Unlike today, "In mid-nineteenth-century America, the condition of the mentally ill seemed to demand-and to a large degree received-national attention and the full creative energy of a group of dedicated reformers" (p. 2). Reformers linked the emancipation of slaves with curing the delusions of the insane. Slaves and the mentally ill had in common deprivation of their civil liberties; however, the difference was that white mental patients could be expected to grow up eventually, whereas black slaves would always remain children, and hence could not be trusted with the right to vote, own property, or sign contracts.Some causes of insanity were deemed to be the individual's reaction to the stress of modern life, too much freedom and choice, religious fervor, masturbation, or excessive study. In their aggressive attempts to remake patients into proper gentlemen and ladies, the new asylums promoted cultural activities such as reading selected texts, theater performances and writing.

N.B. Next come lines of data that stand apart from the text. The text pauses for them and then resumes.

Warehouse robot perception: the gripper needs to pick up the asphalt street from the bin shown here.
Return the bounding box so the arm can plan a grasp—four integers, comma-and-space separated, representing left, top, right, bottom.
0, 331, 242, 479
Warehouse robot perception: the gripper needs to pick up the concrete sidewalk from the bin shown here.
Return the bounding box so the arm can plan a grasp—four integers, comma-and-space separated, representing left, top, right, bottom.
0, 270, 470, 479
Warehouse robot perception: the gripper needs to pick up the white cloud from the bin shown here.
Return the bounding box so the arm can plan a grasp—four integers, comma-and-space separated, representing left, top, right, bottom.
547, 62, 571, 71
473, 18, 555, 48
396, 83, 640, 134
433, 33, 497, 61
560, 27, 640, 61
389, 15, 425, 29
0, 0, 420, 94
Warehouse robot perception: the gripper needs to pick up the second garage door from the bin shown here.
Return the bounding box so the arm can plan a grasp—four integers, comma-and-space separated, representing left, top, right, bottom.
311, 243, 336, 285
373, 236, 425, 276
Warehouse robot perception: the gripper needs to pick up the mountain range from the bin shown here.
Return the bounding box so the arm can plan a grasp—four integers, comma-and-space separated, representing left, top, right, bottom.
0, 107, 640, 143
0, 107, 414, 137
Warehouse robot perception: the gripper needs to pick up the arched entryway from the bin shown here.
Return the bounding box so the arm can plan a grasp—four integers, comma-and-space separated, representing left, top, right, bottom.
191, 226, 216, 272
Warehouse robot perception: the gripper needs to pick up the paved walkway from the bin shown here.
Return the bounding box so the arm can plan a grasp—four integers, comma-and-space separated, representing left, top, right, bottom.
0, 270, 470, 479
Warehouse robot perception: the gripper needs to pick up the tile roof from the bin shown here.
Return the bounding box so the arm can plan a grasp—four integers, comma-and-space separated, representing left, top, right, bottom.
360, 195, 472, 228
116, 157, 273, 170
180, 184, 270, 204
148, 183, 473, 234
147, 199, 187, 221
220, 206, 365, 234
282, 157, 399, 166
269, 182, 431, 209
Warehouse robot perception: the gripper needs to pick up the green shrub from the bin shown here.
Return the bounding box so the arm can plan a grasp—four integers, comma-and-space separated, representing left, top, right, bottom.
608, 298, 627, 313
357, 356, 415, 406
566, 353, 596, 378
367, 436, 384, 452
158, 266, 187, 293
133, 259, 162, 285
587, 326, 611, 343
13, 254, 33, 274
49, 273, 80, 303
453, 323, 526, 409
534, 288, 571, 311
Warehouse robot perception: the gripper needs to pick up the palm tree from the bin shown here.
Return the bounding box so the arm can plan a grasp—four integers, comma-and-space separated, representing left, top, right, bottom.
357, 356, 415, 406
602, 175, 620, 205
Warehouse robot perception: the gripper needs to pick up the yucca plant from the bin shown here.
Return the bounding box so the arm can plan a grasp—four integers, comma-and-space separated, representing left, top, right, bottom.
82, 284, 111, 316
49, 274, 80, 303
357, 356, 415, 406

Most asylums housed males and females in approximately equal numbers; cultural activities for females stressed piety, fashion, and domestic activity while men could comment on politics, the temperance movement, and opposition to women's rights. Reiss refers to the French model of using cultural activities in asylums, f.ex., Philippe Pinel's staging of plays to educate patients, and Marquis de Sade's theater performances at Charenton. He ends with a discussion of patient narratives that depict some horrific abuses tolerated in nineteenth-century asylums; the degree of these abuses is familiar to us from One Flew Over the Cuckoo's Nest (see film annotation).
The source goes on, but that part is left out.